Un fatto tecnico: il nostro editore inglese riteneva, secondo noi a ragione, che due nomi distraggono e confondono il lettore. A parte il fatto che se vuoi pubblicare più di un libro di quegli autori, temi che possano poi dividersi. Un nome solo dava più garanzia. Se divisione doveva esserci ce la saremmo vista fra noi due ed il vincitore si sarebbe firmato Michael Gregorio. Scherziamo. Ma questa è veramente la ragione. Abbiamo passato una mattina intera, anni fa prima della pubblicazione di Critica della ragion Criminale a decidere come ci saremmo chiamati. Ognuno dei due doveva perdere una parte del suo nome e mantenerne un’altra. Le variazioni erano molte, poi il nostro editore ha deciso per Michael Gregorio

Come organizzate il lavoro? Riuscite a conciliare il lavoro e la vita familiare?
Certo. Le discussioni, anche feroci, sono limitate al lavoro. Quando abbiamo finito di scrivere un capitolo ed è di soddisfazione di entrambi, anche se abbiamo strillato fino a quel momento, ci ritroviamo davanti ad un piatto di pasta ed un bicchiere di vino.

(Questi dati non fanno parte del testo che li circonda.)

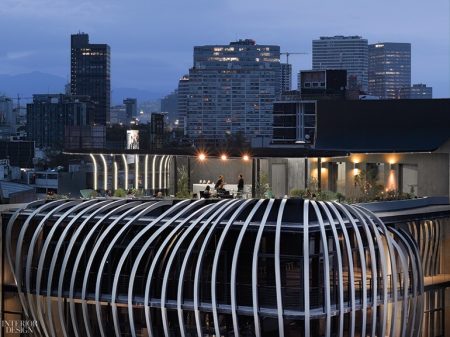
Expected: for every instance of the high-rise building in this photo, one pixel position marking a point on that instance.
(286, 77)
(389, 69)
(231, 91)
(417, 91)
(343, 52)
(90, 74)
(7, 118)
(169, 104)
(182, 102)
(50, 114)
(130, 107)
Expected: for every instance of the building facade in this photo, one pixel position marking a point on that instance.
(182, 102)
(169, 105)
(286, 77)
(90, 74)
(7, 118)
(130, 107)
(417, 91)
(343, 52)
(50, 114)
(231, 90)
(389, 69)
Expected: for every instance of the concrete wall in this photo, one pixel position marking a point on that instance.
(433, 170)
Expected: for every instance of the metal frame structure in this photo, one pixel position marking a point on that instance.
(185, 267)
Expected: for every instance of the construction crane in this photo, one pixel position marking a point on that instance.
(292, 53)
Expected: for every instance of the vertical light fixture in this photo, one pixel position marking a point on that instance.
(105, 173)
(160, 171)
(126, 171)
(146, 172)
(153, 173)
(115, 175)
(166, 168)
(136, 171)
(95, 171)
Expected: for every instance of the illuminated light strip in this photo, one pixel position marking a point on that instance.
(126, 171)
(95, 171)
(166, 169)
(160, 172)
(105, 173)
(146, 172)
(136, 171)
(115, 176)
(153, 173)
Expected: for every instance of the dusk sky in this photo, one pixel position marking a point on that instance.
(152, 41)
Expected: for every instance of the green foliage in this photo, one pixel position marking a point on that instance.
(93, 194)
(315, 195)
(297, 193)
(55, 196)
(120, 193)
(369, 190)
(366, 182)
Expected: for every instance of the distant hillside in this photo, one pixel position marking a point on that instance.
(40, 83)
(118, 94)
(31, 83)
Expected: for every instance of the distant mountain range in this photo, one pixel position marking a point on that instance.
(40, 83)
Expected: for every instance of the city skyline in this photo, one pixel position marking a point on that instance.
(150, 51)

Quali sono i maestri a cui vi ispirate?
Tutti e due leggiamo molti thrillers e sarebbe difficile dire quali preferiamo fra gli autori. Ce ne sono tanti. Ma le influenze più profonde, secondo noi, arrivano dagli amori letterari giovanili. Charles Dickens per la parte inglese di Michael Gregorio. Franz Kafka per quella italiana.

Com’è la situazione della narrativa di genere in Italia secondo voi? Dove sta andando il noir?
In Italia l’interesse per il noir è molto recente e c’è una tendenza a farne più uno strumento di lettura politica e sociale piuttosto che una narrazione. E c’è anche una certa facilità a definire “giallo” o “noir” qualunque libro che abbia un morto o parli di violenza. Gli anglosassoni invece, forse perché hanno una tradizione più antica alle spalle, sono molto attenti ai meccanismi. Non basta un morto o anche molti morti, Vogliono anche le motivazioni dei personaggi, una trama che regga, espedienti ben oliati per tenere la tensione tirata fino alla fine. E quello che ci sorprende sempre della produzione letteraria gialla in Inghilterra è la varietà dei generi all’interno del genere. Praticamente infiniti.

Voi avete organizzato un festival della letteratura noir a Spoleto. Come reagisce secondo voi il pubblico italiano a questo tipo di sollecitazioni?
Reagisce molto bene e con grande interesse. Quello che avevamo fatto era iniziare proprio un discorso di confronto fra il modo di intendere il thriller in Inghilterra ed in Italia. Che era anche un modo di riflettere più in generale sulla violenza e sul male. Purtroppo sono stati i politici locali a prendere sottogamba la manifestazione. Non gli interessa tanto che una cosa sia fatta bene, ma solo dire che è stata fatta. Noi l’avevamo presa sul serio.